According to Dr. Lewis's work, Neptune's Militia, page 96, "the frigate, dead in the water after surrendering, received a boarding party, and the transfer of captives began. Since the Diomede was the biggest of the British pursuers, she took the lion's share of the prize's officers, crew, and marines (some 174), the Quebec the next biggest number (105), and the Astrea the least (87). The remainder, somewhat less than a hundred, maybe as few as sixty or seventy, were left in the hold of the frigate; a small prize crew of twenty-nine, including three officers, took the helm and top deck....There is no indication that the crew and officers of the other two prizes, the Hope and Constance, were removed from their vessels. Since these were not fighting ships, these captives were most likely kept below or supervised by a few armed marines. On December 21, 1782, this small fleet of three British men-of-war and three prizes began a voyage north toward New York" (pages 96-97).
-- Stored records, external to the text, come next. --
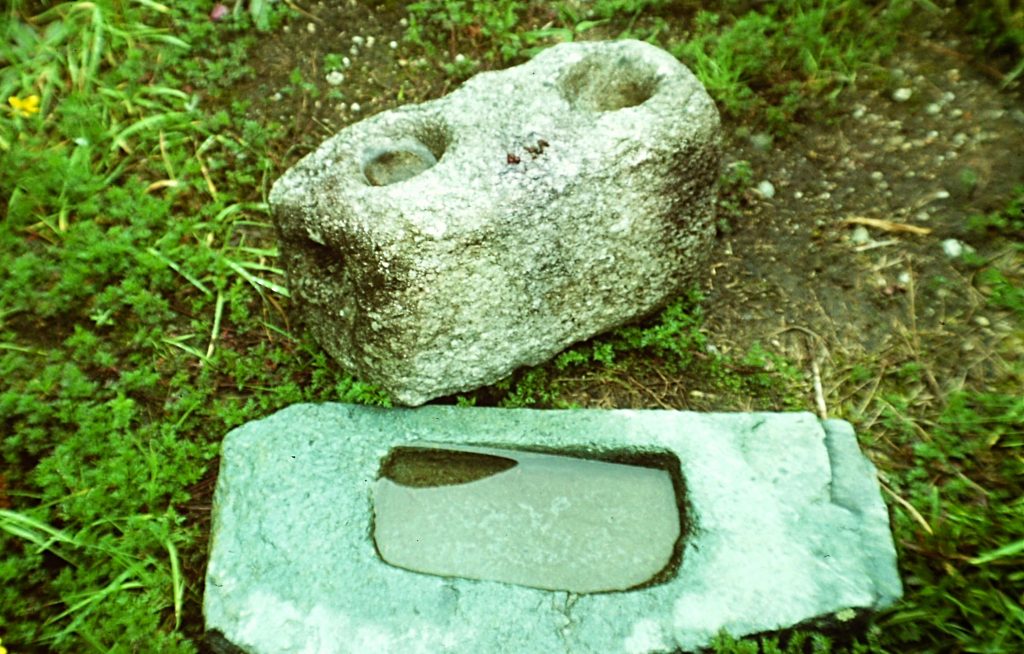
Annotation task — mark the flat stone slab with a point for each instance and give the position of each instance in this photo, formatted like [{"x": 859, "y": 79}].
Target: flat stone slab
[
  {"x": 554, "y": 522},
  {"x": 781, "y": 516},
  {"x": 437, "y": 247}
]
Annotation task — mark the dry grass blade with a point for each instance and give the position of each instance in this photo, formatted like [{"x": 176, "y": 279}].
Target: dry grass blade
[
  {"x": 887, "y": 225},
  {"x": 909, "y": 508}
]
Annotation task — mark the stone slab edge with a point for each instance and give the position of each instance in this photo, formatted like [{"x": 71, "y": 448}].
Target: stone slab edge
[{"x": 788, "y": 524}]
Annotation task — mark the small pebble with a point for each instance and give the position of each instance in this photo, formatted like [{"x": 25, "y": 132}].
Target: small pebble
[
  {"x": 954, "y": 249},
  {"x": 766, "y": 189},
  {"x": 860, "y": 235},
  {"x": 761, "y": 140}
]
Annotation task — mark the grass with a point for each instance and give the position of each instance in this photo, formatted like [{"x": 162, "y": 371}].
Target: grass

This is the point that Middlebrook's work, The Frigate South Carolina: A Famous Revolutionary War Ship, comes to the fore as a remarkable book. For the purposes of this blog, pages 18-25 of Middlebrook's work are the important pages. It is on these pages that this brief work cites all of the captive American officers, crew members, and marines who were taken with the frigate South Carolina on December 20, 1782 and then carried into captivity in New York City. It also cites on which British man-of-war they were transported to New York City from the engagement with the frigate South Carolina.
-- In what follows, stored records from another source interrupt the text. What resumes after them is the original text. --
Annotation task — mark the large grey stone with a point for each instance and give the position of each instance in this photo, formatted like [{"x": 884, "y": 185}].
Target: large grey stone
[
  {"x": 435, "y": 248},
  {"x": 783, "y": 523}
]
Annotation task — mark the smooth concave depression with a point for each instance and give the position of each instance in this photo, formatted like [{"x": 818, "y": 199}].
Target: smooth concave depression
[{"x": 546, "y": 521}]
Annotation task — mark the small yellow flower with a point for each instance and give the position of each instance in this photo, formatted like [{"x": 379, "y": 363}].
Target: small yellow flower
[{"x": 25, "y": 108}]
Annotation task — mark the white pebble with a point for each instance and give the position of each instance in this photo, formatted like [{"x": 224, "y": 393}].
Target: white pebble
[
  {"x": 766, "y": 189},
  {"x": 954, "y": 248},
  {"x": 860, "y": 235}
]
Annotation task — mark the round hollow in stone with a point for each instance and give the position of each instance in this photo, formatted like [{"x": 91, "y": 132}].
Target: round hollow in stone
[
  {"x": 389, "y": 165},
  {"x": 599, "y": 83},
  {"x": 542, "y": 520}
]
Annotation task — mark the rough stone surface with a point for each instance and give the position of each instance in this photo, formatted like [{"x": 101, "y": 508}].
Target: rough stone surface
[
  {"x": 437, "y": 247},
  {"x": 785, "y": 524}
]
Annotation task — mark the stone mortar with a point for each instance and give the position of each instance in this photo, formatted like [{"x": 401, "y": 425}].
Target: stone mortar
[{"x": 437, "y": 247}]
Each of the British men-of-war will be cited in their own individual post as to the list of American prisoners placed on board that ship for transportation to New York City and, frequently, the prison hulks that awaited them there. Also, any further information on these men will be cited such as their "position" on board the frigate South Carolina, their ethnicity, whether they filed a pension application after the war or not, and which prison ship they were assigned to, and whether or not they survived incarceration in the bays and inlets of New York City harbor. Again, some of the information will be sketchy at best for some of the men but, the writer of this blog will do his utmost to record here these men and their lives after their capture on board the frigate South Carolina on December 20, 1782 off of the Capes of the Delaware.